Литмир - Электронная Библиотека

— Вот она! — крикнула Томаса. — Ты опоздала! Мы похоронили папу!

Томаса с торжеством выкрикнула, будто радуясь, что они успели спрятать Юлиуса от Эвангелины. Было это, должно быть, и так и не так…

— Я знаю, — сказала Эвангелина. — Я была там.

— Ты??! — закричала Томаса. И Фира приблизилась, сколько могла, чтобы все услышать. Нет, Фира никогда не опоздает. Подерутся еще. И мальчишка тут, и Машин во-он идет. Вышагивает, как, прости господи, деревяшка кособокая. Так она могла уже думать, потому что знала, что Машин уезжает, и познакомилась с товарищем, который вместо него, — обходительным и полным.

— Ты была?! Не ври, Эва! Грешно!

Томаса кричала и чувствовала, как каменная тяжесть начинает томиться, размокать, таять, еще немного и — прольется. Слезами, наконец. Неизвестно отчего, по кому. По отцу ли, Эве, себе, Коле. Оказалось — небезразлично ей все. Сердце билось так, будто пришел к ней на свидание муж, жених, любовник. Томаса думала, как хотела.

Тут с хрипотой, откашливаясь от вседневного молчания, вступил Коля:

— Но она была там. Я видел ее. У могилы Ипатьевых. Правда.

…Да, да, да… — кивала Эвангелина, благодарная Коле, который спасал ее, великодушно забыв все, как, впрочем, и она. Их контактность, их слаженность все раскрыли Томасе. Она не поверила Эвангелине, не поверила Коле — не верила ИМ. Эву, как всегда, жалели и спасали.

— Я знаю, почему ты ее защищаешь! Я все знаю! Ты сам рассказывал мне, какая она!

Томаса кричала все громче, видя, как Эвангелина пытается что-то сказать. Надо было кричать еще громче и быстрее, чтобы успеть ей высказать все. Что было правдой, единственно возможной.

— Я знаю!
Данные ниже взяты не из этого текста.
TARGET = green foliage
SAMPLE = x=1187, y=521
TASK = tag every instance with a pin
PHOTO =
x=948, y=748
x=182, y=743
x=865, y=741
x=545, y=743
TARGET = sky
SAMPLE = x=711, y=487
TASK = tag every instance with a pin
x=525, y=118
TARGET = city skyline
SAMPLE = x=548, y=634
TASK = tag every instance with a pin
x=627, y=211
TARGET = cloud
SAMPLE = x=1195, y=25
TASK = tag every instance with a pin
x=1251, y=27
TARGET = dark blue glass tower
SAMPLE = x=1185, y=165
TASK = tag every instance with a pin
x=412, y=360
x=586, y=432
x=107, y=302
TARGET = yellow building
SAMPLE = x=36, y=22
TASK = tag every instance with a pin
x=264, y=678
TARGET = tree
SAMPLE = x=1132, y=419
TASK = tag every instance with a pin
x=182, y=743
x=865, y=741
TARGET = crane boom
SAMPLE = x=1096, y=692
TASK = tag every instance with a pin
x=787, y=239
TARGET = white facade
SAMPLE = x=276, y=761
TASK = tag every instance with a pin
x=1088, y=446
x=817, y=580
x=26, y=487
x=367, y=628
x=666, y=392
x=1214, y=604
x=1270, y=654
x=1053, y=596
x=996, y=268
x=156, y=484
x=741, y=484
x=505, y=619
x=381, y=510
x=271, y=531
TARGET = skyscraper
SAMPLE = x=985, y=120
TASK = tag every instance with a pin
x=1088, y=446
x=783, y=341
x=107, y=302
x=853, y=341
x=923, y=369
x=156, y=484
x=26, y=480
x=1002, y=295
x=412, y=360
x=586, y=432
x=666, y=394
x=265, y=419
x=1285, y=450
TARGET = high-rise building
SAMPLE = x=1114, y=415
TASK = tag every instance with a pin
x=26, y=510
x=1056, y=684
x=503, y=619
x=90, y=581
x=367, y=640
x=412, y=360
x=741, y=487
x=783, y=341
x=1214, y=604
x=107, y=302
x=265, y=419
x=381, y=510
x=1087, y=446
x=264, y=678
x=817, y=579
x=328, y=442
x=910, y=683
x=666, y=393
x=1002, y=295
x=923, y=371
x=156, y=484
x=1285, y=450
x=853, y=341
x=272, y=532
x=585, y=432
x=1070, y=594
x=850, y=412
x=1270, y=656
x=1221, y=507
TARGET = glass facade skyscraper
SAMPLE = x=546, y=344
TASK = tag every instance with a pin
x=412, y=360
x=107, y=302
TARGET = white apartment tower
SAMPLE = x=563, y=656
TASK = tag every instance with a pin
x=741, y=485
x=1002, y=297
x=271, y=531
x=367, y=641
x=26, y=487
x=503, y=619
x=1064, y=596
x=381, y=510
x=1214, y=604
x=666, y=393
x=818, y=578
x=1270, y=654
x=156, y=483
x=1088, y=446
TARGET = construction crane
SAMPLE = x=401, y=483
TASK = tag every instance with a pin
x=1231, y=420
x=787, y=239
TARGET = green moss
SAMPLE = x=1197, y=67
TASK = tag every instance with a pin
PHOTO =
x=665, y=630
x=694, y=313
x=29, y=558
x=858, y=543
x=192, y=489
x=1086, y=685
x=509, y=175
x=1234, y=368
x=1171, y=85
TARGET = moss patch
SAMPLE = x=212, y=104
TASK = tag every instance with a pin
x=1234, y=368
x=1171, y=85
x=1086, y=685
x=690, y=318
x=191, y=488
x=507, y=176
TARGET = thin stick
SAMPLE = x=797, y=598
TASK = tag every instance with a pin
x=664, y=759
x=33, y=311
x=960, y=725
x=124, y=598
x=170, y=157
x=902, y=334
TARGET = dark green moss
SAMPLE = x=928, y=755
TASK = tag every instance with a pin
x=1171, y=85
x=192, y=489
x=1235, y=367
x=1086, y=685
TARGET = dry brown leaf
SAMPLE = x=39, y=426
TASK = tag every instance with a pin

Если бы так сделала я, меня бы оплевали. Выгнали! Убили! — Томаса прервалась, будто что-то лопнуло у нее в груди, голос упал, сел. — А тебя защищают. Все. Лгут. Крутятся. И защищают. Я любила тебя, Эва. Молчи! — хрипло с кашлем выдохнула Томаса, когда Эвангелина сказала: и я. — Молчи, дай мне сказать. Один раз в жизни. Я любила тебя, а теперь ненавижу, потому что это ты убила папу. Из-за тебя он умер. А тебе наплевать.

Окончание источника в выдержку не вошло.